Если Иван и охладел к жене, то Тоня, наоборот, души в нем не чаяла. Она вся светилась, когда он шумно заявлялся домой, балагурил, обнимал жену и говорил, что задержался на службе.
Тоня видела, что нет у Ивана хозяйской жилки, не удосужился даже на зиму дров заготовить. Пришлось Андрею Ивановичу привезти из лесу несколько возов березовых чурбаков. Тоня было заикнулась, что неплохо бы с весны запустить поросенка, так Иван на смех поднял, мол, тогда надо корову, лошадь, кур-гусей… Пусть себе бродят по военному городку, глядишь, и маршировать – ать-два! – научатся…
Придя с работы, он, вместо того чтобы помочь по хозяйству, поиграть с сынишкой, уходил в другую комнату, садился на широкий подоконник и, глядя на высокие сосны у окна, подолгу оставался в таком положении. О чем он думал или мечтал, Тоня даже не догадывалась. Правда, иногда брал с письменного стола толстую клеенчатую тетрадь и записывал туда неровные строчки. Почерк у него был стремительный, размашистый, и Тоня с трудом разбирала его. Но видела, что это стихи.
Случалось, среди ночи звонил телефон, и муж, немного поговорив с кем-то, до утра уходил из дома. Он мог всю ночь провести без сна, а днем был такой же бодрый и веселый, как всегда. Про тот случай с задержанием подозрительного человека она слышала от других, но как-то не связала это событие, о котором, кстати, точно никто ничего не знал, с работой мужа. Как-то ей пришла в голову мысль вечером зайти к Супроновичу и посмотреть, нет ли там мужа. После этого состоялся неприятный разговор. Иван оказался там. Он мастерски загонял с первого удара костяные шары в лузы. Играл он с командирами и гражданскими и редко когда проигрывал. Во время игры партнеры обменивались, как показалось Тоне, пустыми репликами, шутили, рассказывали какие-то неинтересные истории.

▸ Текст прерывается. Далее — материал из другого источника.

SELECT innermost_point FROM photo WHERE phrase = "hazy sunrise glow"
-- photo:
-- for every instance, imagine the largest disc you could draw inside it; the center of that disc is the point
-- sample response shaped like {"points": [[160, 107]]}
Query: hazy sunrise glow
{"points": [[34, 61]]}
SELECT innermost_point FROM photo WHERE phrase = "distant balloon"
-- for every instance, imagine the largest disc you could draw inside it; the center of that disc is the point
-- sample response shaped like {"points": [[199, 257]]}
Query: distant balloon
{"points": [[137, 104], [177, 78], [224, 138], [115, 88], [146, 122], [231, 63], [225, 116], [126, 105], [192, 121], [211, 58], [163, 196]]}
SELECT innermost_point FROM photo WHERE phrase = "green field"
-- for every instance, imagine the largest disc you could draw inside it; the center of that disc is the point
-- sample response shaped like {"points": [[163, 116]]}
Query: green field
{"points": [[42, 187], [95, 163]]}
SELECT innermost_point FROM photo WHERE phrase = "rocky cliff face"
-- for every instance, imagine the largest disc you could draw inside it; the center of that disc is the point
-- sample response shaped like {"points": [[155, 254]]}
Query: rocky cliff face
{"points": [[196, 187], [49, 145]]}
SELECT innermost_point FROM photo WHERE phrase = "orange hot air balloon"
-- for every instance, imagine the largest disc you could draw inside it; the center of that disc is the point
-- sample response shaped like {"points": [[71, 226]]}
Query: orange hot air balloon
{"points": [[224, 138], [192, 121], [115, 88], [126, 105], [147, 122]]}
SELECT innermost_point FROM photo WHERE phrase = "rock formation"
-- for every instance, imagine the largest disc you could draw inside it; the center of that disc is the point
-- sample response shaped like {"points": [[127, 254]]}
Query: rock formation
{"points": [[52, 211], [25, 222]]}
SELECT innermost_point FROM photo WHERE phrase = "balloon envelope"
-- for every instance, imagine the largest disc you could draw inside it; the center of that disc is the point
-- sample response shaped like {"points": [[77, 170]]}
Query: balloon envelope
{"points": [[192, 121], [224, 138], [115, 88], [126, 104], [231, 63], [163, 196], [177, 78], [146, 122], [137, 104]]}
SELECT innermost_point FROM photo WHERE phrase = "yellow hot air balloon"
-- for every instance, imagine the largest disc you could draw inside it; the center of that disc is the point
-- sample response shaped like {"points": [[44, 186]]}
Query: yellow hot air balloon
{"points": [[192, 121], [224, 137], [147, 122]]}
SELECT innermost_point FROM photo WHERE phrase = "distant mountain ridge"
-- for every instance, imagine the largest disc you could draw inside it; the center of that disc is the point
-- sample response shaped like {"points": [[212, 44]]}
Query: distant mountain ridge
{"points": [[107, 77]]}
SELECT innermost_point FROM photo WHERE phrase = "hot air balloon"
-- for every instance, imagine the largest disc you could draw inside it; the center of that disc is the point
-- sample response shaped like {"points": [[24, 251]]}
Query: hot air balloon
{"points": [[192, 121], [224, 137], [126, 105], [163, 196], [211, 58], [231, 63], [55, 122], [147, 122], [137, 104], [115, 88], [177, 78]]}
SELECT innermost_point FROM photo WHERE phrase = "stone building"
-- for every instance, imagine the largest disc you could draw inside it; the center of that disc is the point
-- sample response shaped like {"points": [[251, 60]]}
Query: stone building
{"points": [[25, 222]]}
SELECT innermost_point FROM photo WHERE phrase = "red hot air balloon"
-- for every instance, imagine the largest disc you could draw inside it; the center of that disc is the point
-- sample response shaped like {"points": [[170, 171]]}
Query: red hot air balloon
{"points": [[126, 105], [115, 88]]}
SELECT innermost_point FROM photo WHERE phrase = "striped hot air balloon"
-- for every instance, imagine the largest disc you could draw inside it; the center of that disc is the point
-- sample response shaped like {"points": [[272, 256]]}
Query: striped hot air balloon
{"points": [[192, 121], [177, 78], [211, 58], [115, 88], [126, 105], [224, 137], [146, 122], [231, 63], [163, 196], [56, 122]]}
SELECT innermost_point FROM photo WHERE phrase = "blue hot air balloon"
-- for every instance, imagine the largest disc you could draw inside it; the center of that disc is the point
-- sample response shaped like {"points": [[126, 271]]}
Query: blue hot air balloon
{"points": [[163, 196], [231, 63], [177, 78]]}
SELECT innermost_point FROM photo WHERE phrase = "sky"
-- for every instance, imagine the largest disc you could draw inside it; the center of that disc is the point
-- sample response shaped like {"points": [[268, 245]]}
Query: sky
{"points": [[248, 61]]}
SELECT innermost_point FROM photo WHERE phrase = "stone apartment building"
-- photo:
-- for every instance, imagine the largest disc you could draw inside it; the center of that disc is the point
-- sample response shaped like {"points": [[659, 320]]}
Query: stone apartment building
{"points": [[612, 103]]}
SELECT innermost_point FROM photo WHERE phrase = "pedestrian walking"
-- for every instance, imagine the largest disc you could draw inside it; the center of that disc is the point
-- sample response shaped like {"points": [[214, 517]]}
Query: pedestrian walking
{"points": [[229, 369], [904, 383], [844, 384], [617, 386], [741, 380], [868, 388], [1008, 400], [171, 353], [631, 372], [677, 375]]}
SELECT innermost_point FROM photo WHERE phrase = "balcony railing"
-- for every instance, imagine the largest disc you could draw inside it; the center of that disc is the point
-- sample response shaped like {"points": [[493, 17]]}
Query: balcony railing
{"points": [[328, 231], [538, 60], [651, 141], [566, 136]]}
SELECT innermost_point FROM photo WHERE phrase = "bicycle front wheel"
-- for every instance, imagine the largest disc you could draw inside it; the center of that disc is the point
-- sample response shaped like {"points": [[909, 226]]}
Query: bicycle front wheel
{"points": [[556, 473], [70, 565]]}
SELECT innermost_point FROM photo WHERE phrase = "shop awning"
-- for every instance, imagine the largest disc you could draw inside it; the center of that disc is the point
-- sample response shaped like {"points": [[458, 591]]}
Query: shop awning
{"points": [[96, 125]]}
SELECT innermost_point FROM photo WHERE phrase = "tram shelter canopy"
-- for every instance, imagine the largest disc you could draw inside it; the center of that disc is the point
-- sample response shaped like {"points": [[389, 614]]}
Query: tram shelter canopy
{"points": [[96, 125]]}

Дома Тоня и высказала все мужу. Иван стал, как обычно, отшучиваться, но Тоню это взорвало.
– Торчать по два часа и больше у Супроновича, катать шары – это твоя работа?
– И это тоже моя работа, – вдруг, посерьезнев, сказал он. – Мы живем, дорогая женушка, в таком месте, которое, как пчелу цветок, притягивает к себе наших врагов. Им очень уж интересно узнать, что происходит на воинской базе. А на лице у такого типа не написано, что он враг, да и документы чаще всего в полном порядке. Но я должен, Тоня, знать, кто приезжает к нам сюда, зачем, что им нужно.

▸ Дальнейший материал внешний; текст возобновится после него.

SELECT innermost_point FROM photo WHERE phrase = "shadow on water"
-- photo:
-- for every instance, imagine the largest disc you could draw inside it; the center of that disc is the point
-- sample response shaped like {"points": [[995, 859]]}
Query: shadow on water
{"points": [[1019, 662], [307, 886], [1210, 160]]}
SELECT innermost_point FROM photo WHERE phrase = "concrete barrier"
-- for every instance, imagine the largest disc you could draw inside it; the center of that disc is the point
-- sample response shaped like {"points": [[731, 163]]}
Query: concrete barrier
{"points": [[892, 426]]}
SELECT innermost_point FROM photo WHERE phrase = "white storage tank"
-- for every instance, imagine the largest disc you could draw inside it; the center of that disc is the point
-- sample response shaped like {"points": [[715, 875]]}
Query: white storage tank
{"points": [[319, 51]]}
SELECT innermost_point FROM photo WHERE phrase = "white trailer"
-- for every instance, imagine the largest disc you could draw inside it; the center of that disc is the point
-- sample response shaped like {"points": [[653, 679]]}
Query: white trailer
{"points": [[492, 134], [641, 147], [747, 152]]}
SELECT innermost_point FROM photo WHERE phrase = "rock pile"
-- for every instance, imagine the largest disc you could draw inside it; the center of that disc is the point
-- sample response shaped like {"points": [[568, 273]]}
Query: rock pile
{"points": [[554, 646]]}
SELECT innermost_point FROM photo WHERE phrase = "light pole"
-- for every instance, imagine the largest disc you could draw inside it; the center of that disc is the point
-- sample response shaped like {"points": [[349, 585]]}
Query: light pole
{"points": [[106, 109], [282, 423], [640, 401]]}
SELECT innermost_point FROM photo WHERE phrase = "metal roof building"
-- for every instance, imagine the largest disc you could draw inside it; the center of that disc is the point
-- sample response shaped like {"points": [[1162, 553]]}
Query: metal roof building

– Ну почему ты не такой, как все? – вырвалось у нее. – Пришел с работы – и больше не думай ни о чем. У тебя жена, сын… Вон в комнате обои отклеились! А тебе в любой час дня и ночи брякнут по телефону – и ты бегом из дома.

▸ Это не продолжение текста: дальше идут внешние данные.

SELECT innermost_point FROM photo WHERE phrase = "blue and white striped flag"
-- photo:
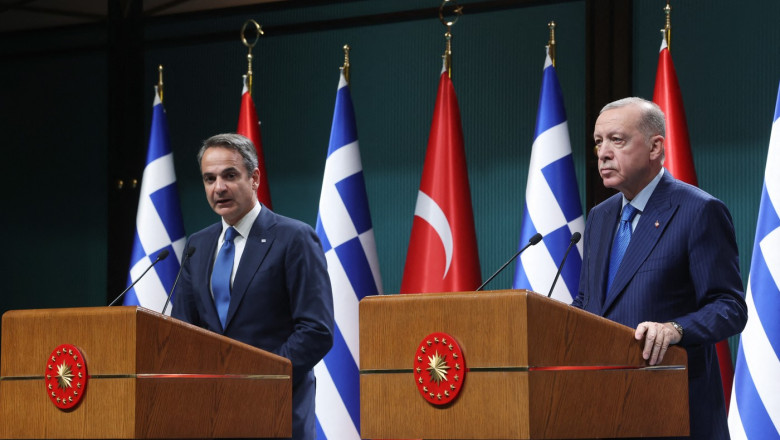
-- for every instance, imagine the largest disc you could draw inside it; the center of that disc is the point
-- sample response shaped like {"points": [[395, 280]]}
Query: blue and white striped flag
{"points": [[344, 227], [159, 223], [552, 200], [754, 412]]}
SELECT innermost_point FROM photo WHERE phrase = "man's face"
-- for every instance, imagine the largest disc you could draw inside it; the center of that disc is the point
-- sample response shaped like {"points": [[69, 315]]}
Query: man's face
{"points": [[230, 189], [628, 161]]}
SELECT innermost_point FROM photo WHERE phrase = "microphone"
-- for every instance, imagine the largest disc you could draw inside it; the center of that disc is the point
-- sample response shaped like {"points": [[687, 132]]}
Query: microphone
{"points": [[535, 239], [187, 254], [161, 256], [575, 238]]}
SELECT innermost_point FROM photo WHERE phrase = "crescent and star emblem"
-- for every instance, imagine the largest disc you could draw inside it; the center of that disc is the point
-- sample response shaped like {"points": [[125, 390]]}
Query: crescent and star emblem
{"points": [[439, 368]]}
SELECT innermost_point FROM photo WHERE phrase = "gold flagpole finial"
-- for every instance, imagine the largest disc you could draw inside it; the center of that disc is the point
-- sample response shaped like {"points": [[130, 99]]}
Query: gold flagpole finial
{"points": [[258, 32], [551, 42], [345, 67], [667, 30], [457, 11], [159, 81]]}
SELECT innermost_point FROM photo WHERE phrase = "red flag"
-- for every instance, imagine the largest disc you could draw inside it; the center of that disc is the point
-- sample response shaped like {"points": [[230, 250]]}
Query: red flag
{"points": [[442, 254], [249, 126], [679, 161]]}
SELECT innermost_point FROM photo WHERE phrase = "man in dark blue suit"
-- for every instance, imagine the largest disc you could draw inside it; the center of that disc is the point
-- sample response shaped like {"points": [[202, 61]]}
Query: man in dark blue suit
{"points": [[279, 296], [678, 281]]}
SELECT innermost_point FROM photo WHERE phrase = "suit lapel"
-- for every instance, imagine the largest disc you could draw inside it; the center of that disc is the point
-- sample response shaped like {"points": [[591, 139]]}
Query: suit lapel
{"points": [[606, 229], [257, 245], [652, 224], [204, 275]]}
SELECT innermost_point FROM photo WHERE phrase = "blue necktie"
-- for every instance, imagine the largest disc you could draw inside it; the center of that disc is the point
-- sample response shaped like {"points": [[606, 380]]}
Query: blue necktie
{"points": [[620, 244], [220, 277]]}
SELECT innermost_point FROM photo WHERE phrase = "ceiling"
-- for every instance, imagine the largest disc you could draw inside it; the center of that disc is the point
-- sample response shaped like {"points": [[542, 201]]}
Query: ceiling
{"points": [[20, 15]]}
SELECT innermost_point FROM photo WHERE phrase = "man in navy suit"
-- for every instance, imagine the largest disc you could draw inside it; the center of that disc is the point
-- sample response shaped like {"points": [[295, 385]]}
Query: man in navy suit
{"points": [[679, 280], [279, 297]]}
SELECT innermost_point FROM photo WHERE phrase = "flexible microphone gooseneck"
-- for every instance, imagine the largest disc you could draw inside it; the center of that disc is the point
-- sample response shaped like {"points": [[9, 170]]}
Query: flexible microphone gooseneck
{"points": [[161, 256], [575, 238], [535, 239]]}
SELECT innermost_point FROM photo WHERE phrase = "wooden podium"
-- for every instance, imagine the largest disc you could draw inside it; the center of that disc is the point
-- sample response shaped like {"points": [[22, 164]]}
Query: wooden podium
{"points": [[149, 376], [537, 369]]}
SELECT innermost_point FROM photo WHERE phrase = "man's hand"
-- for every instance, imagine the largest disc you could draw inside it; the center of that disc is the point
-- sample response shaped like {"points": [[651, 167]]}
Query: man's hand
{"points": [[658, 337]]}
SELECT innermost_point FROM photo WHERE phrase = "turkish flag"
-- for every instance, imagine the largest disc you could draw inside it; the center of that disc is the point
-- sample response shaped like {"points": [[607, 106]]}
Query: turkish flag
{"points": [[442, 254], [679, 161], [249, 126]]}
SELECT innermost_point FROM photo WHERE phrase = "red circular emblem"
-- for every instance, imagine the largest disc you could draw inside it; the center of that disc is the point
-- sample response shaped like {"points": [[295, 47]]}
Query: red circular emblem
{"points": [[439, 368], [66, 376]]}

– Давай, Тоня, сразу договоримся: никогда больше не спрашивай меня о работе, ладно? Во-первых, я тебе все равно правды не скажу, во-вторых, мне это неприятно И если бы мне пришлось выбирать между тобой и работой, я бы выбрал свою работу. Потому что ее люблю и не мыслю свою жизнь без нее. Такие вот дела-делишки, Тонечка.
– Легко тебе выбирать, – вздохнула она, взглянув на оттопыривший платье живот. – Ну и я выбрала навек.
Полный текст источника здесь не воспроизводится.